Senate Majority Leader Mitch McConnell hoped President Donald Trump wouldn't declare a national emergency over border security, but said Monday that he was "obviously" unsuccessful in arguing against the move.
The Senate is likely to pass a resolution to block Trump’s emergency declaration, McConnell told reporters in Louisville.
“I think what is clear in the Senate is there will be enough votes to pass the resolution of disapproval, which will then be vetoed by the president," he said. " And then, in all likelihood, the veto will be upheld in the House.”
McConnell said he had hoped Trump "would not take the national emergency route."
"Once you decide to do that, I said I would support it, but I was hoping he wouldn't take that particular path," he said.
Asked by a Courier-Journal reporter whether he was concerned future Democratic presidents would use a similar tactic to fund issues like climate change or gun control, McConnell said he was.
"That's one reason I argued — obviously without success — to the president that he not take this route," McConnell said.
Trump declared a national emergency in February after Congress sent him a bipartisan funding bill that didn't include his $5.7 billion demand for a wall along the U.S.-Mexico border.
The emergency declaration allows him to free up billions from other sources to pay for the barrier, which he claims is necessary to reduce the flow of drugs and gang members into the country.
Over the weekend, fellow Kentucky Republican U.S. Sen. Rand Paul indicated he will vote in favor of the resolution when it comes to the Senate, likely giving Senate opponents enough votes to send the resolution to Trump's desk.
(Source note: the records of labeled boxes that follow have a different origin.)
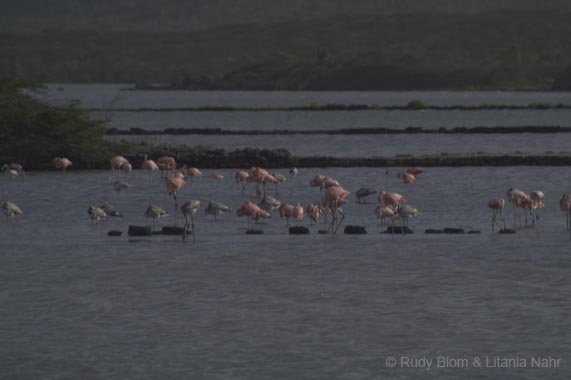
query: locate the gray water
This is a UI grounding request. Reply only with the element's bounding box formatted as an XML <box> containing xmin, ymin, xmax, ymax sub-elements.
<box><xmin>0</xmin><ymin>167</ymin><xmax>571</xmax><ymax>379</ymax></box>
<box><xmin>109</xmin><ymin>133</ymin><xmax>571</xmax><ymax>157</ymax></box>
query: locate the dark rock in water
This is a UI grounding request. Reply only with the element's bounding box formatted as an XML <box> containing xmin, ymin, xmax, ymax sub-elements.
<box><xmin>343</xmin><ymin>226</ymin><xmax>367</xmax><ymax>235</ymax></box>
<box><xmin>162</xmin><ymin>226</ymin><xmax>184</xmax><ymax>235</ymax></box>
<box><xmin>387</xmin><ymin>226</ymin><xmax>413</xmax><ymax>234</ymax></box>
<box><xmin>444</xmin><ymin>228</ymin><xmax>464</xmax><ymax>234</ymax></box>
<box><xmin>498</xmin><ymin>228</ymin><xmax>515</xmax><ymax>234</ymax></box>
<box><xmin>127</xmin><ymin>226</ymin><xmax>153</xmax><ymax>236</ymax></box>
<box><xmin>289</xmin><ymin>226</ymin><xmax>309</xmax><ymax>235</ymax></box>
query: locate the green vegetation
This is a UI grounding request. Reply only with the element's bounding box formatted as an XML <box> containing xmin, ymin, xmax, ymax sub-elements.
<box><xmin>0</xmin><ymin>79</ymin><xmax>126</xmax><ymax>168</ymax></box>
<box><xmin>0</xmin><ymin>12</ymin><xmax>571</xmax><ymax>90</ymax></box>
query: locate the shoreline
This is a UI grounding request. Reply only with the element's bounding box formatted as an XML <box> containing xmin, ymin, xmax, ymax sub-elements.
<box><xmin>7</xmin><ymin>145</ymin><xmax>571</xmax><ymax>170</ymax></box>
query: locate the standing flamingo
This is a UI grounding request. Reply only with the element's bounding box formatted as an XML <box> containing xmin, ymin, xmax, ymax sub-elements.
<box><xmin>488</xmin><ymin>198</ymin><xmax>506</xmax><ymax>232</ymax></box>
<box><xmin>166</xmin><ymin>176</ymin><xmax>187</xmax><ymax>227</ymax></box>
<box><xmin>234</xmin><ymin>170</ymin><xmax>250</xmax><ymax>195</ymax></box>
<box><xmin>323</xmin><ymin>186</ymin><xmax>350</xmax><ymax>233</ymax></box>
<box><xmin>52</xmin><ymin>157</ymin><xmax>72</xmax><ymax>174</ymax></box>
<box><xmin>157</xmin><ymin>156</ymin><xmax>176</xmax><ymax>177</ymax></box>
<box><xmin>528</xmin><ymin>190</ymin><xmax>545</xmax><ymax>225</ymax></box>
<box><xmin>180</xmin><ymin>200</ymin><xmax>200</xmax><ymax>242</ymax></box>
<box><xmin>507</xmin><ymin>187</ymin><xmax>531</xmax><ymax>229</ymax></box>
<box><xmin>110</xmin><ymin>156</ymin><xmax>131</xmax><ymax>178</ymax></box>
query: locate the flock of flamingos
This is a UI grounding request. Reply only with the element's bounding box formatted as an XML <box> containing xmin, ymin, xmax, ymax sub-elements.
<box><xmin>2</xmin><ymin>156</ymin><xmax>571</xmax><ymax>240</ymax></box>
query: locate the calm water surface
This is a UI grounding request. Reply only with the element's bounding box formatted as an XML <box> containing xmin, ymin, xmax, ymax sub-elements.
<box><xmin>0</xmin><ymin>167</ymin><xmax>571</xmax><ymax>379</ymax></box>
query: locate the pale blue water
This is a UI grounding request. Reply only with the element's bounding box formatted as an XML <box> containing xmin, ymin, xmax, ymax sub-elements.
<box><xmin>0</xmin><ymin>167</ymin><xmax>571</xmax><ymax>379</ymax></box>
<box><xmin>0</xmin><ymin>85</ymin><xmax>571</xmax><ymax>380</ymax></box>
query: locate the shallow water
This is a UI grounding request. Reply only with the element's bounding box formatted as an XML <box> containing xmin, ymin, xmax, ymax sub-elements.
<box><xmin>0</xmin><ymin>167</ymin><xmax>571</xmax><ymax>379</ymax></box>
<box><xmin>109</xmin><ymin>133</ymin><xmax>571</xmax><ymax>157</ymax></box>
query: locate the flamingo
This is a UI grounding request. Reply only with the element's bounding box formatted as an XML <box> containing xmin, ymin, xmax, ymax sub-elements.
<box><xmin>305</xmin><ymin>203</ymin><xmax>323</xmax><ymax>223</ymax></box>
<box><xmin>110</xmin><ymin>156</ymin><xmax>133</xmax><ymax>178</ymax></box>
<box><xmin>355</xmin><ymin>187</ymin><xmax>377</xmax><ymax>203</ymax></box>
<box><xmin>99</xmin><ymin>203</ymin><xmax>123</xmax><ymax>217</ymax></box>
<box><xmin>180</xmin><ymin>200</ymin><xmax>200</xmax><ymax>242</ymax></box>
<box><xmin>507</xmin><ymin>187</ymin><xmax>531</xmax><ymax>228</ymax></box>
<box><xmin>323</xmin><ymin>186</ymin><xmax>350</xmax><ymax>233</ymax></box>
<box><xmin>488</xmin><ymin>198</ymin><xmax>506</xmax><ymax>231</ymax></box>
<box><xmin>2</xmin><ymin>201</ymin><xmax>23</xmax><ymax>218</ymax></box>
<box><xmin>145</xmin><ymin>203</ymin><xmax>169</xmax><ymax>225</ymax></box>
<box><xmin>396</xmin><ymin>203</ymin><xmax>418</xmax><ymax>235</ymax></box>
<box><xmin>258</xmin><ymin>194</ymin><xmax>281</xmax><ymax>212</ymax></box>
<box><xmin>528</xmin><ymin>190</ymin><xmax>545</xmax><ymax>225</ymax></box>
<box><xmin>379</xmin><ymin>191</ymin><xmax>406</xmax><ymax>208</ymax></box>
<box><xmin>234</xmin><ymin>170</ymin><xmax>250</xmax><ymax>195</ymax></box>
<box><xmin>141</xmin><ymin>154</ymin><xmax>159</xmax><ymax>172</ymax></box>
<box><xmin>87</xmin><ymin>206</ymin><xmax>107</xmax><ymax>224</ymax></box>
<box><xmin>52</xmin><ymin>157</ymin><xmax>73</xmax><ymax>173</ymax></box>
<box><xmin>236</xmin><ymin>201</ymin><xmax>270</xmax><ymax>228</ymax></box>
<box><xmin>166</xmin><ymin>175</ymin><xmax>187</xmax><ymax>227</ymax></box>
<box><xmin>157</xmin><ymin>156</ymin><xmax>176</xmax><ymax>177</ymax></box>
<box><xmin>399</xmin><ymin>172</ymin><xmax>416</xmax><ymax>184</ymax></box>
<box><xmin>559</xmin><ymin>193</ymin><xmax>571</xmax><ymax>230</ymax></box>
<box><xmin>204</xmin><ymin>200</ymin><xmax>232</xmax><ymax>220</ymax></box>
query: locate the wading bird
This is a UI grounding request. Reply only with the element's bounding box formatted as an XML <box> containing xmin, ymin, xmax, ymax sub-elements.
<box><xmin>165</xmin><ymin>173</ymin><xmax>187</xmax><ymax>227</ymax></box>
<box><xmin>180</xmin><ymin>199</ymin><xmax>200</xmax><ymax>242</ymax></box>
<box><xmin>87</xmin><ymin>206</ymin><xmax>107</xmax><ymax>224</ymax></box>
<box><xmin>488</xmin><ymin>198</ymin><xmax>506</xmax><ymax>231</ymax></box>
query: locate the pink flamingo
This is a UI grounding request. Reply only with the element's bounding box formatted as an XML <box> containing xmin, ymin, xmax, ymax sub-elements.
<box><xmin>52</xmin><ymin>157</ymin><xmax>73</xmax><ymax>173</ymax></box>
<box><xmin>166</xmin><ymin>175</ymin><xmax>187</xmax><ymax>227</ymax></box>
<box><xmin>234</xmin><ymin>170</ymin><xmax>250</xmax><ymax>195</ymax></box>
<box><xmin>157</xmin><ymin>156</ymin><xmax>176</xmax><ymax>177</ymax></box>
<box><xmin>323</xmin><ymin>186</ymin><xmax>350</xmax><ymax>233</ymax></box>
<box><xmin>110</xmin><ymin>156</ymin><xmax>133</xmax><ymax>178</ymax></box>
<box><xmin>236</xmin><ymin>201</ymin><xmax>271</xmax><ymax>228</ymax></box>
<box><xmin>379</xmin><ymin>191</ymin><xmax>406</xmax><ymax>208</ymax></box>
<box><xmin>488</xmin><ymin>198</ymin><xmax>506</xmax><ymax>231</ymax></box>
<box><xmin>141</xmin><ymin>154</ymin><xmax>159</xmax><ymax>172</ymax></box>
<box><xmin>528</xmin><ymin>190</ymin><xmax>545</xmax><ymax>225</ymax></box>
<box><xmin>375</xmin><ymin>205</ymin><xmax>397</xmax><ymax>226</ymax></box>
<box><xmin>559</xmin><ymin>193</ymin><xmax>571</xmax><ymax>230</ymax></box>
<box><xmin>507</xmin><ymin>187</ymin><xmax>531</xmax><ymax>228</ymax></box>
<box><xmin>305</xmin><ymin>203</ymin><xmax>323</xmax><ymax>223</ymax></box>
<box><xmin>400</xmin><ymin>172</ymin><xmax>416</xmax><ymax>183</ymax></box>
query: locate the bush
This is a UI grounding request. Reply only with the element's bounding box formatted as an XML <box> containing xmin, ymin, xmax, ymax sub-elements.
<box><xmin>0</xmin><ymin>79</ymin><xmax>126</xmax><ymax>168</ymax></box>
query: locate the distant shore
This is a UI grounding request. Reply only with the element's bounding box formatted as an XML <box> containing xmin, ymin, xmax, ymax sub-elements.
<box><xmin>12</xmin><ymin>145</ymin><xmax>571</xmax><ymax>170</ymax></box>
During a speech Saturday night in Bowling Green, Paul said he "can't vote to give extra-Constitutional powers to the president," according to the Bowling Green Daily News.
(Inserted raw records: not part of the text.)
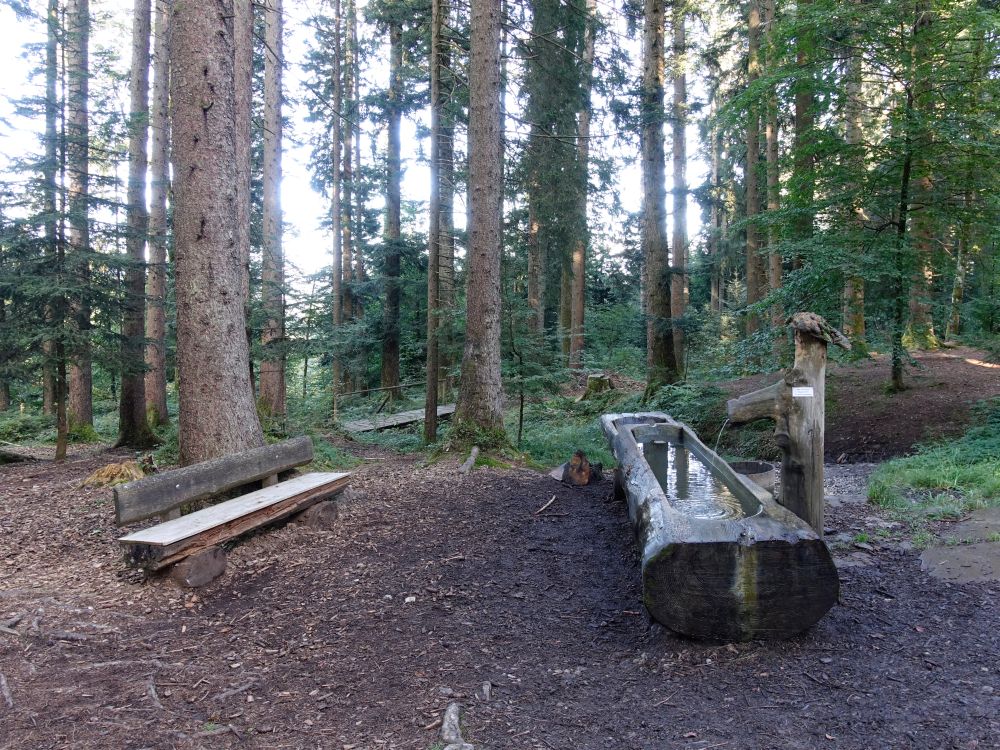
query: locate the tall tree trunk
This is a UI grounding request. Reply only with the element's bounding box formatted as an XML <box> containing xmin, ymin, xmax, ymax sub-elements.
<box><xmin>745</xmin><ymin>0</ymin><xmax>766</xmax><ymax>334</ymax></box>
<box><xmin>66</xmin><ymin>0</ymin><xmax>94</xmax><ymax>427</ymax></box>
<box><xmin>382</xmin><ymin>16</ymin><xmax>402</xmax><ymax>398</ymax></box>
<box><xmin>260</xmin><ymin>0</ymin><xmax>286</xmax><ymax>422</ymax></box>
<box><xmin>527</xmin><ymin>181</ymin><xmax>548</xmax><ymax>334</ymax></box>
<box><xmin>559</xmin><ymin>258</ymin><xmax>573</xmax><ymax>366</ymax></box>
<box><xmin>170</xmin><ymin>0</ymin><xmax>264</xmax><ymax>465</ymax></box>
<box><xmin>42</xmin><ymin>0</ymin><xmax>62</xmax><ymax>414</ymax></box>
<box><xmin>891</xmin><ymin>89</ymin><xmax>914</xmax><ymax>391</ymax></box>
<box><xmin>569</xmin><ymin>0</ymin><xmax>597</xmax><ymax>368</ymax></box>
<box><xmin>347</xmin><ymin>2</ymin><xmax>368</xmax><ymax>318</ymax></box>
<box><xmin>424</xmin><ymin>0</ymin><xmax>444</xmax><ymax>444</ymax></box>
<box><xmin>641</xmin><ymin>0</ymin><xmax>678</xmax><ymax>390</ymax></box>
<box><xmin>330</xmin><ymin>0</ymin><xmax>344</xmax><ymax>406</ymax></box>
<box><xmin>670</xmin><ymin>0</ymin><xmax>688</xmax><ymax>373</ymax></box>
<box><xmin>232</xmin><ymin>0</ymin><xmax>256</xmax><ymax>400</ymax></box>
<box><xmin>436</xmin><ymin>0</ymin><xmax>455</xmax><ymax>398</ymax></box>
<box><xmin>764</xmin><ymin>0</ymin><xmax>785</xmax><ymax>332</ymax></box>
<box><xmin>455</xmin><ymin>0</ymin><xmax>505</xmax><ymax>444</ymax></box>
<box><xmin>0</xmin><ymin>274</ymin><xmax>10</xmax><ymax>411</ymax></box>
<box><xmin>708</xmin><ymin>114</ymin><xmax>722</xmax><ymax>313</ymax></box>
<box><xmin>944</xmin><ymin>191</ymin><xmax>973</xmax><ymax>341</ymax></box>
<box><xmin>907</xmin><ymin>0</ymin><xmax>938</xmax><ymax>349</ymax></box>
<box><xmin>146</xmin><ymin>0</ymin><xmax>173</xmax><ymax>426</ymax></box>
<box><xmin>340</xmin><ymin>0</ymin><xmax>358</xmax><ymax>328</ymax></box>
<box><xmin>789</xmin><ymin>0</ymin><xmax>816</xmax><ymax>250</ymax></box>
<box><xmin>843</xmin><ymin>25</ymin><xmax>867</xmax><ymax>353</ymax></box>
<box><xmin>118</xmin><ymin>0</ymin><xmax>157</xmax><ymax>449</ymax></box>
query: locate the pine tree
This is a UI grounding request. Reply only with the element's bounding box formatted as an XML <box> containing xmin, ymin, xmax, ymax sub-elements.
<box><xmin>260</xmin><ymin>0</ymin><xmax>286</xmax><ymax>422</ymax></box>
<box><xmin>170</xmin><ymin>0</ymin><xmax>263</xmax><ymax>464</ymax></box>
<box><xmin>454</xmin><ymin>0</ymin><xmax>505</xmax><ymax>440</ymax></box>
<box><xmin>118</xmin><ymin>0</ymin><xmax>157</xmax><ymax>448</ymax></box>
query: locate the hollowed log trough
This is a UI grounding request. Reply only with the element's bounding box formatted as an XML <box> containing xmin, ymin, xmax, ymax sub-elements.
<box><xmin>601</xmin><ymin>412</ymin><xmax>840</xmax><ymax>641</ymax></box>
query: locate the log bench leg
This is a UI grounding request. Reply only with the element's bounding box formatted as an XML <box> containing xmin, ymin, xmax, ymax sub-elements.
<box><xmin>170</xmin><ymin>547</ymin><xmax>226</xmax><ymax>588</ymax></box>
<box><xmin>295</xmin><ymin>500</ymin><xmax>339</xmax><ymax>531</ymax></box>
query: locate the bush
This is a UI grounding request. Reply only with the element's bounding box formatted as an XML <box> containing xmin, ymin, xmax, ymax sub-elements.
<box><xmin>0</xmin><ymin>411</ymin><xmax>56</xmax><ymax>443</ymax></box>
<box><xmin>868</xmin><ymin>398</ymin><xmax>1000</xmax><ymax>522</ymax></box>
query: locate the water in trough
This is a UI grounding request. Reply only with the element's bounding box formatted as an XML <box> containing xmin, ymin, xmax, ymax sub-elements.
<box><xmin>639</xmin><ymin>440</ymin><xmax>759</xmax><ymax>520</ymax></box>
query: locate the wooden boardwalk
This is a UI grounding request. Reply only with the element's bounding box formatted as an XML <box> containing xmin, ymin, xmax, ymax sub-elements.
<box><xmin>344</xmin><ymin>404</ymin><xmax>455</xmax><ymax>432</ymax></box>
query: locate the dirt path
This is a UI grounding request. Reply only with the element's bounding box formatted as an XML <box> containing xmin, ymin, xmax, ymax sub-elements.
<box><xmin>0</xmin><ymin>446</ymin><xmax>1000</xmax><ymax>750</ymax></box>
<box><xmin>725</xmin><ymin>347</ymin><xmax>1000</xmax><ymax>462</ymax></box>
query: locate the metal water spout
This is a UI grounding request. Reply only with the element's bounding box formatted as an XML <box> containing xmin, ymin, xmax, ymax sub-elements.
<box><xmin>727</xmin><ymin>312</ymin><xmax>851</xmax><ymax>538</ymax></box>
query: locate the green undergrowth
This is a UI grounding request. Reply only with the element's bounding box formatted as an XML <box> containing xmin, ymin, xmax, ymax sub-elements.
<box><xmin>311</xmin><ymin>435</ymin><xmax>361</xmax><ymax>471</ymax></box>
<box><xmin>868</xmin><ymin>398</ymin><xmax>1000</xmax><ymax>531</ymax></box>
<box><xmin>506</xmin><ymin>383</ymin><xmax>780</xmax><ymax>467</ymax></box>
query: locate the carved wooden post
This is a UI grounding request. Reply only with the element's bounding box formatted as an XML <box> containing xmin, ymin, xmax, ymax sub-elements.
<box><xmin>728</xmin><ymin>313</ymin><xmax>851</xmax><ymax>537</ymax></box>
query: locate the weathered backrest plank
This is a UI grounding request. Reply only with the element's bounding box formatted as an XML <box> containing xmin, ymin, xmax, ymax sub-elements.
<box><xmin>114</xmin><ymin>435</ymin><xmax>313</xmax><ymax>526</ymax></box>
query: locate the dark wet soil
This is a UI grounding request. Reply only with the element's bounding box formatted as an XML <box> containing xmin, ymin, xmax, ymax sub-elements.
<box><xmin>726</xmin><ymin>347</ymin><xmax>1000</xmax><ymax>463</ymax></box>
<box><xmin>0</xmin><ymin>448</ymin><xmax>1000</xmax><ymax>750</ymax></box>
"I can't vote to give the president the power to spend money that hasn't been appropriated by Congress," Paul said, as reported by the Bowling Green newspaper. "We may want more money for border security, but Congress didn't authorize it. If we take away those checks and balances, it's a dangerous thing."
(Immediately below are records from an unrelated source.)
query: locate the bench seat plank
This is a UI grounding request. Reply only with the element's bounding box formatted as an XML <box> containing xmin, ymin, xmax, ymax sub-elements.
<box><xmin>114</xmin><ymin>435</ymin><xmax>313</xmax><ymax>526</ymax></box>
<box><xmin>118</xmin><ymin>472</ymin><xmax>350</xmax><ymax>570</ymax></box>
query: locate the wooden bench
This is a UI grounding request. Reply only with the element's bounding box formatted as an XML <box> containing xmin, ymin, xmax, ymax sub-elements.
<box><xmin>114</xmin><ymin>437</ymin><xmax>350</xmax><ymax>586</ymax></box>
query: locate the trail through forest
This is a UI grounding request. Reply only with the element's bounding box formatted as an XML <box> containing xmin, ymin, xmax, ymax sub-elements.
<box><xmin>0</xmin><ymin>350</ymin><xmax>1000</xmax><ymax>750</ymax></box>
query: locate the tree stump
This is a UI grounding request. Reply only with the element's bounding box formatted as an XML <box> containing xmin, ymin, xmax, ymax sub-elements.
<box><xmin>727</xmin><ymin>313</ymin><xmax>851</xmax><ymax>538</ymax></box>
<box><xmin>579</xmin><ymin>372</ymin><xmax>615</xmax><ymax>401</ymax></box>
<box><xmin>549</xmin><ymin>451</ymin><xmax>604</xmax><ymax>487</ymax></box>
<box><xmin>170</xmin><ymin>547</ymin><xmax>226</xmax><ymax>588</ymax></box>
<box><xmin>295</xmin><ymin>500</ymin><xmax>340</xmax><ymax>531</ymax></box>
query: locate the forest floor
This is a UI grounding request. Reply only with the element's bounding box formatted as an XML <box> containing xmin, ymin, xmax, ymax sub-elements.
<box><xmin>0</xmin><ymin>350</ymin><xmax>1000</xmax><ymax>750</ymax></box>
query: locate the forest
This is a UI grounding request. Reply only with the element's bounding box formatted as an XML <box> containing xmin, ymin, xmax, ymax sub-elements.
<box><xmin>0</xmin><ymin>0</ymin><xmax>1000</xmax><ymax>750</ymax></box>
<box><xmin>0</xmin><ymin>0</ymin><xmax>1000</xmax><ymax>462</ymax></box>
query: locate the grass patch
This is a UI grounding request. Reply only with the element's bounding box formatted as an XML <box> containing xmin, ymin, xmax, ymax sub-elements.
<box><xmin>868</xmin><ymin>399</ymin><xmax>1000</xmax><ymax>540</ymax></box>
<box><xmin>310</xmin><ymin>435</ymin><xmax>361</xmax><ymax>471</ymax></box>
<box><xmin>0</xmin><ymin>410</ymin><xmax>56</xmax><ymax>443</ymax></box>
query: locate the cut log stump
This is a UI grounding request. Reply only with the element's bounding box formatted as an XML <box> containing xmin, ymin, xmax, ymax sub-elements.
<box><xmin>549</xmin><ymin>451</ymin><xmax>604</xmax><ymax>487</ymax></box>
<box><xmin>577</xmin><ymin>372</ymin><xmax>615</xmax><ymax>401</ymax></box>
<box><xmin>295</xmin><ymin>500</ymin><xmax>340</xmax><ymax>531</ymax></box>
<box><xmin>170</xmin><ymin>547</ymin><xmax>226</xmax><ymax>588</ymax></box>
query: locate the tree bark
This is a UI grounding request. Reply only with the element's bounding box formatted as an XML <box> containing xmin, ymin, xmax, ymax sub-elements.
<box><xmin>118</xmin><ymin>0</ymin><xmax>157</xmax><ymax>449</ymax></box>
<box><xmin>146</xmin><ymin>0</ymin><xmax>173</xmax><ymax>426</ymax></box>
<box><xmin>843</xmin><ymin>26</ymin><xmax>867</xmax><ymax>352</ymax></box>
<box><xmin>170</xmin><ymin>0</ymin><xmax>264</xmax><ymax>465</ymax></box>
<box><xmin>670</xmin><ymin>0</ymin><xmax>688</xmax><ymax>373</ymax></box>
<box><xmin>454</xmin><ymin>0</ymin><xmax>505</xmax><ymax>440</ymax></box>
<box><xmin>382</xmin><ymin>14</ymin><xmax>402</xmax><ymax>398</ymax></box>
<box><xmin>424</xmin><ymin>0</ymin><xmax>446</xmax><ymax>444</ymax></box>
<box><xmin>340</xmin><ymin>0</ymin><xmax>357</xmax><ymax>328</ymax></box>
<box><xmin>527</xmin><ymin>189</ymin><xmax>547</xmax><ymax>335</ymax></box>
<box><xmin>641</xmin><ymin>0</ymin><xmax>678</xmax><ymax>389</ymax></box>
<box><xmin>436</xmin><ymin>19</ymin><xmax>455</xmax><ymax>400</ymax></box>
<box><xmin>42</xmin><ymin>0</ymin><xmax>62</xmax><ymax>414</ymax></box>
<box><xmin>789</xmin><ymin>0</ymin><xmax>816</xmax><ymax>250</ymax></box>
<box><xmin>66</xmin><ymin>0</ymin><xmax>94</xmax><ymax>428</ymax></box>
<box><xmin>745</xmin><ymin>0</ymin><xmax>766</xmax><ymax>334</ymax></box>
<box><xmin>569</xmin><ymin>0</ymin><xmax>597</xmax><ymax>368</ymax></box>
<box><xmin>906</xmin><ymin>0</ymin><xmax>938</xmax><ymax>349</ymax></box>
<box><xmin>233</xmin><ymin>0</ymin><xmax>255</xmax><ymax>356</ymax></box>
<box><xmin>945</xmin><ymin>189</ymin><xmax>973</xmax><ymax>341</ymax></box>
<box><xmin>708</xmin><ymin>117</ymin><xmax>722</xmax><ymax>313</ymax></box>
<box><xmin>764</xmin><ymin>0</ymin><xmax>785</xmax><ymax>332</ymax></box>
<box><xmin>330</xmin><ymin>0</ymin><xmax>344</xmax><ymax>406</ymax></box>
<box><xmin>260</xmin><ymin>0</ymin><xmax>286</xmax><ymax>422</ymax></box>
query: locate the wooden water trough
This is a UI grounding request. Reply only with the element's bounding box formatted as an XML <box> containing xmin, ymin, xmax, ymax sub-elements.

A spokeswoman for Paul, Kelsey Cooper, confirmed Monday the senator had made those comments.
Paul joins Republican Sens. Susan Collins of Maine, Lisa Murkowski of Alaska and Thom Tillis of North Carolina, who have all said they'll vote against the national emergency declaration.
Assuming all the Senate's 47 Democrats and their independent allies vote against Trump, opponents would have the 51 votes needed to pass.
McConnell spoke in Louisville Monday to announce that Trump had personally assured him that the new VA hospital in Louisville would get more than $400 million in his 2020 budget request to Congress.